The second ace came in mid-September on the 112-yard second hole, a “local shot” as King described it, hitting his pitching wedge tee shot into the hillside above the hole, the ball rolling down to the putting surface and dropping into the cup.
The trifecta occurred on Sept. 28, again on the second hole, but an adjusted tee of about 90 yards. This time his tee shot flew on a line directly over the hole, spinning backwards about three or four feet into the cup.

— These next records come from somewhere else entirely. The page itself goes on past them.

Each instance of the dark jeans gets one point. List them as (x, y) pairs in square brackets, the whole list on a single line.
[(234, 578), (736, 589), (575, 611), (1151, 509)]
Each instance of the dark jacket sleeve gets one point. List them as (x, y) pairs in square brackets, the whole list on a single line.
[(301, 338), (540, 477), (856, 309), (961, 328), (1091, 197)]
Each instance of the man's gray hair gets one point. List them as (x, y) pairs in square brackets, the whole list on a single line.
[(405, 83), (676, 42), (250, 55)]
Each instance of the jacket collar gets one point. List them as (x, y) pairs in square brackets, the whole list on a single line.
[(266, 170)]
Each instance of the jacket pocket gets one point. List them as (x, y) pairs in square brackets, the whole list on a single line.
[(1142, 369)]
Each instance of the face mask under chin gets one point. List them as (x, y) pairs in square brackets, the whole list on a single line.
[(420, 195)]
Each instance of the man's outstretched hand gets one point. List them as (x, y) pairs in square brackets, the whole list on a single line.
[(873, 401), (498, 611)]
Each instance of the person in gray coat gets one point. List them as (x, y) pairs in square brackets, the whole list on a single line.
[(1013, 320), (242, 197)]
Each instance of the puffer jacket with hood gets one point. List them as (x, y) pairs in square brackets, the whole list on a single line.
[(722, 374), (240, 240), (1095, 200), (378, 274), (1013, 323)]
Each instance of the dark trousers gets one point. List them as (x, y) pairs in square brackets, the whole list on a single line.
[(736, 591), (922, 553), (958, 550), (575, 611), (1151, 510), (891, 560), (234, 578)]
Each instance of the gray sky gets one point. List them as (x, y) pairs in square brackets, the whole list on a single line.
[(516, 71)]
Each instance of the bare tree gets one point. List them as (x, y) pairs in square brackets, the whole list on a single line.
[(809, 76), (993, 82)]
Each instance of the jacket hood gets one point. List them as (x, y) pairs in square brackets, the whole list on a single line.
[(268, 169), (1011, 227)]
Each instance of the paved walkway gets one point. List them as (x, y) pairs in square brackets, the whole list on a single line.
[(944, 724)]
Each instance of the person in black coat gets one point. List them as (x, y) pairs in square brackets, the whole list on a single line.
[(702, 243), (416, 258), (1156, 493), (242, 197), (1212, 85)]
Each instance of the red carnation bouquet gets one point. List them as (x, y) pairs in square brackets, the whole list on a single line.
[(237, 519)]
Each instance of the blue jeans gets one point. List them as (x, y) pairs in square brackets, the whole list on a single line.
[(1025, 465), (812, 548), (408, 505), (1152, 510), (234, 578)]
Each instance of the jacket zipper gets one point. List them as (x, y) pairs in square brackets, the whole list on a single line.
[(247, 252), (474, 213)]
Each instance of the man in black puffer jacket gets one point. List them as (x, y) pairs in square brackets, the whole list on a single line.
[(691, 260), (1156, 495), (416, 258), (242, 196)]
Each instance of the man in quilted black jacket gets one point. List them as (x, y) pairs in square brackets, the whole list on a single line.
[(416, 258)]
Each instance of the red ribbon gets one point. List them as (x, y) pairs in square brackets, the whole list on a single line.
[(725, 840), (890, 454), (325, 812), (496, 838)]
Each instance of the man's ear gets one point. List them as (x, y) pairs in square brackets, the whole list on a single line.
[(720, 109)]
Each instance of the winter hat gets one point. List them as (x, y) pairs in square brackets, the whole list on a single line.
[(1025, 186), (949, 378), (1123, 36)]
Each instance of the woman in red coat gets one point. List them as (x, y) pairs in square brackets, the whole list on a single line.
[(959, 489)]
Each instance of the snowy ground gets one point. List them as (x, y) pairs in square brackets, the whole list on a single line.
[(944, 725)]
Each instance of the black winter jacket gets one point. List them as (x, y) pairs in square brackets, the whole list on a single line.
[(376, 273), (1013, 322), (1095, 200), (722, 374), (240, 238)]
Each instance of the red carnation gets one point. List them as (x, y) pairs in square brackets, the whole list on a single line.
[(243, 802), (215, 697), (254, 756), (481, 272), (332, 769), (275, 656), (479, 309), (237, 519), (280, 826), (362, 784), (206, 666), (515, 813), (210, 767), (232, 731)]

8 – Scholz cycles to title
Stella Scholz, a 2022 graduate of Liberty Bell High School, won the spring season state championship of the Washington Student Cycling League in Spokane’s Riverside State Park last May.
Scholz, riding under the banner of Methow Composite, took 1st place in the varsity girls’ division, edging Sarah-Jo Fitsch of Wenatchee by 11 seconds over the 15-mile race that took an hour and a half to complete.

9 – Top ref
Liberty Bell graduate (2013) Tim Lewis was named boys’ high school State Basketball Official of the Year. Lewis, who began his officiating career at the age of 16 while a sophomore at Liberty Bell, received the award at the annual Washington Officials Association convention in Yakima in early August. He is currently a member of the football, basketball and baseball associations in southeast Washington, based in Pullman, and serves the state association as a lead trainer.

10 – Rising in rodeo
Cody White, a 2022 Liberty Bell graduate, qualified for the National Junior Final. White won the season-long overall championship of the Washington High School Rodeo League, taking the individual championship in saddle bronc and third place in bareback. As such, he qualified for the Junior National Finals Rodeo in Gillette, Wyoming, last May, and also was awarded a scholarship to ride for the Northwest College-Cody Campus rodeo team during the 2022-23 school year.